DISCLAIMER: Billy Riggs does not speak on (or even address) the topic below in any of his public presentations, but his interests are wide and varied, so he sometimes uses this blog to express views he finds interesting or noteworthy.

The unfolding Disneyland™ measles outbreak has reignited the simmering public debate over governmental immunization policy and inadvertently opened up another reminder of the power of urban mythology, not to mention the human brain’s insatiable hunger to believe.
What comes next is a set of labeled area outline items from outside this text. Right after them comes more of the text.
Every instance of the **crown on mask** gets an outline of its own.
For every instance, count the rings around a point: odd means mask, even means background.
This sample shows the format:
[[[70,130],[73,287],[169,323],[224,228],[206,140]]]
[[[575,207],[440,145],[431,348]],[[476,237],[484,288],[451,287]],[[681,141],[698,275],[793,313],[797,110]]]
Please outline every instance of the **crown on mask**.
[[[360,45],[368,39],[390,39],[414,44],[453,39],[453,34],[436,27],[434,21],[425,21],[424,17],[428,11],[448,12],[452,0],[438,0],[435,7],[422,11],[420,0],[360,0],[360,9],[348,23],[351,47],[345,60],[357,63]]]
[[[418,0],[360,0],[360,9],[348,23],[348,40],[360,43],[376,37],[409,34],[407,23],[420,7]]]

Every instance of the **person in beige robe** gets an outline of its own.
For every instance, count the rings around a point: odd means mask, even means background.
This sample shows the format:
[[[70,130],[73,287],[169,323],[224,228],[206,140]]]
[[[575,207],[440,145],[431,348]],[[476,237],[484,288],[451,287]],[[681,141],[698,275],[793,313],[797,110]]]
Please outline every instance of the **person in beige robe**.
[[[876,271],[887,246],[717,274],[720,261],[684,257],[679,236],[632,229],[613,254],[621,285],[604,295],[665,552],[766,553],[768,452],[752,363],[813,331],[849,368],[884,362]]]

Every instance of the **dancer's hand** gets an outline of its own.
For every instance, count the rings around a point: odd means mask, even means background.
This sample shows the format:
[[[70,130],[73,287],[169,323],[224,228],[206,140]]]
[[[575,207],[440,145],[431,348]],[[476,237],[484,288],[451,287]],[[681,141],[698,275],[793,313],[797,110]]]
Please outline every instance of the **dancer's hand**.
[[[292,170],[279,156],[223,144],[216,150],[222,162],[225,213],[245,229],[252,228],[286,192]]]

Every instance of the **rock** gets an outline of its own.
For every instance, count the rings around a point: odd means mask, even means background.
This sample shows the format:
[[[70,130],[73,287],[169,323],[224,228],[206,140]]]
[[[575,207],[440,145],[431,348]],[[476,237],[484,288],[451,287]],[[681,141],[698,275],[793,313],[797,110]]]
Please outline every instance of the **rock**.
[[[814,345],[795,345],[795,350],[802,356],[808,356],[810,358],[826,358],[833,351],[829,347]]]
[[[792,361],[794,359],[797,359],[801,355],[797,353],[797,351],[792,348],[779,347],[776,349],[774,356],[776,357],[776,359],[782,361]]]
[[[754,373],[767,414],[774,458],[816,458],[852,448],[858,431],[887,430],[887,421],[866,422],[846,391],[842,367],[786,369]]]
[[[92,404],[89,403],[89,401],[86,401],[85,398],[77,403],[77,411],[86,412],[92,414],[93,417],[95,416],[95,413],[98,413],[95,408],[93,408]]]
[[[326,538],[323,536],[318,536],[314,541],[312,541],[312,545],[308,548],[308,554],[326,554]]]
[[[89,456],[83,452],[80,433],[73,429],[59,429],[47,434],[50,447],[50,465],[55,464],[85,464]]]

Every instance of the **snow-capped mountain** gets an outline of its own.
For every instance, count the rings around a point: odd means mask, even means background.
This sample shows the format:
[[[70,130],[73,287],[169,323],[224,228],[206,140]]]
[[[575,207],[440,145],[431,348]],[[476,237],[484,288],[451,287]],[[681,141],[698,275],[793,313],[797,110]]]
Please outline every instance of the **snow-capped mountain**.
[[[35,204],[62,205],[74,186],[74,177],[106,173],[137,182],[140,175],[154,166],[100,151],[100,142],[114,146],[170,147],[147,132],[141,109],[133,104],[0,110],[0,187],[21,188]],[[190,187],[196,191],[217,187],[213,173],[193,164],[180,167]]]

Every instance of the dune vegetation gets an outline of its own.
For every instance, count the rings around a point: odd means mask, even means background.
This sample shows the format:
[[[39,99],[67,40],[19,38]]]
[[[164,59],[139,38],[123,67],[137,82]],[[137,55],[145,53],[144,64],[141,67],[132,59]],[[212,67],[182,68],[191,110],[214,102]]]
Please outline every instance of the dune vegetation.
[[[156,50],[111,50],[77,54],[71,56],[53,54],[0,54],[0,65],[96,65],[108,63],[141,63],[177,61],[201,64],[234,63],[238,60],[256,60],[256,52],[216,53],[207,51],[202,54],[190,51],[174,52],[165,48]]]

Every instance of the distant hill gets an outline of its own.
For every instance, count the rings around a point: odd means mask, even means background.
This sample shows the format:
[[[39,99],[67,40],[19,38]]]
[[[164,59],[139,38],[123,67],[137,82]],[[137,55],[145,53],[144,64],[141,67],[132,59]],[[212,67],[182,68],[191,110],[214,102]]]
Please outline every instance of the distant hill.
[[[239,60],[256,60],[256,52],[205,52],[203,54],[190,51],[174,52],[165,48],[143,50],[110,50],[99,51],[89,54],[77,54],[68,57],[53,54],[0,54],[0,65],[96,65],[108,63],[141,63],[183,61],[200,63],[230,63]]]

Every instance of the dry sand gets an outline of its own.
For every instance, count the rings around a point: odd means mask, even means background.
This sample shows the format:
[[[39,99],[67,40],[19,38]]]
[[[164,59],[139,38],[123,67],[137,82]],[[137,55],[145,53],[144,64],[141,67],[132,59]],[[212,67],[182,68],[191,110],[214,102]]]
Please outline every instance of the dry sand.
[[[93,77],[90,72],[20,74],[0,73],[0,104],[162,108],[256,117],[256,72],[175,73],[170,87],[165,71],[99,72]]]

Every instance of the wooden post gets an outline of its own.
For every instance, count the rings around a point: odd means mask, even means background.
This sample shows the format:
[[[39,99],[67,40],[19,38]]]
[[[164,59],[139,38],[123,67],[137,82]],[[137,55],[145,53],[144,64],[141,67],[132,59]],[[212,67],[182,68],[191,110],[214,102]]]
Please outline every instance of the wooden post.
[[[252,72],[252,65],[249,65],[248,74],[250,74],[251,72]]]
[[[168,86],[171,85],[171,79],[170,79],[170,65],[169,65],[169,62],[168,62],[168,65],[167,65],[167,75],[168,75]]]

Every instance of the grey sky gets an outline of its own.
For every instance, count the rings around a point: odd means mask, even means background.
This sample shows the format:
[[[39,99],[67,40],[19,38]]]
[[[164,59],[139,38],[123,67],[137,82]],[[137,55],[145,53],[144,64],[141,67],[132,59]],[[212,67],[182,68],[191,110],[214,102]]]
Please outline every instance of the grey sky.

New Jersey Governor Chris Christie may have doomed his 2016 Presidential chances by making the (not ridiculous, in my view) statement that parents should have some say in what vaccinations their children receive. (I believe every kid should get all the vaccines, but I’m not comfortable ramming my views – no matter how scientifically sound I think them to be – down your throat.) The libertarian Republican Rand Paul (an M.D., by the way) went further than Christie by stating on Feb. 2, “I have heard of many tragic cases of walking, talking, normal children who wound up with profound mental disorders after vaccinations.” But lest you think this is exclusively a Republican problem, note that in 2005 liberal activist Robert Kennedy Jr. transgressed much farther than Christie or Paul, averring that science had “proven” the connection between vaccines and autism, though Salon.com has since retracted the error-filled article upon which Kennedy based his claims. Nevertheless, the Kennedy scion has invested enormous amounts of energy and time over the past decade preaching (quite inaccurately) that the link between vaccinations and autism is indisputable. During the 2008 presidential race, both Hillary Clinton and Barak Obama pledged to support research to determine if vaccines do, in fact, cause or contribute to autism. Obama pronounced that the science was “inconclusive,” though the reputed link had already been roundly debunked. (Like Christie, I suspect they were just trying to avoid alienating voters. Paul was probably the only one expressing a sincere belief, in my opinion.) The View’s Jenny McCarthy (a Democrat, judging by her one-sided history of political donations) continues to be the nation’s most visible spokesperson for the vaccines-cause-autism canard. In truth, no one knows what causes autism, but it’s almost certainly not vaccines. The tendency to deny science and believe what one wants cuts across all party lines. To believe is the default tendency of the human brain, and is apolitical. In the end, the undisciplined mind believes what it chooses to believe.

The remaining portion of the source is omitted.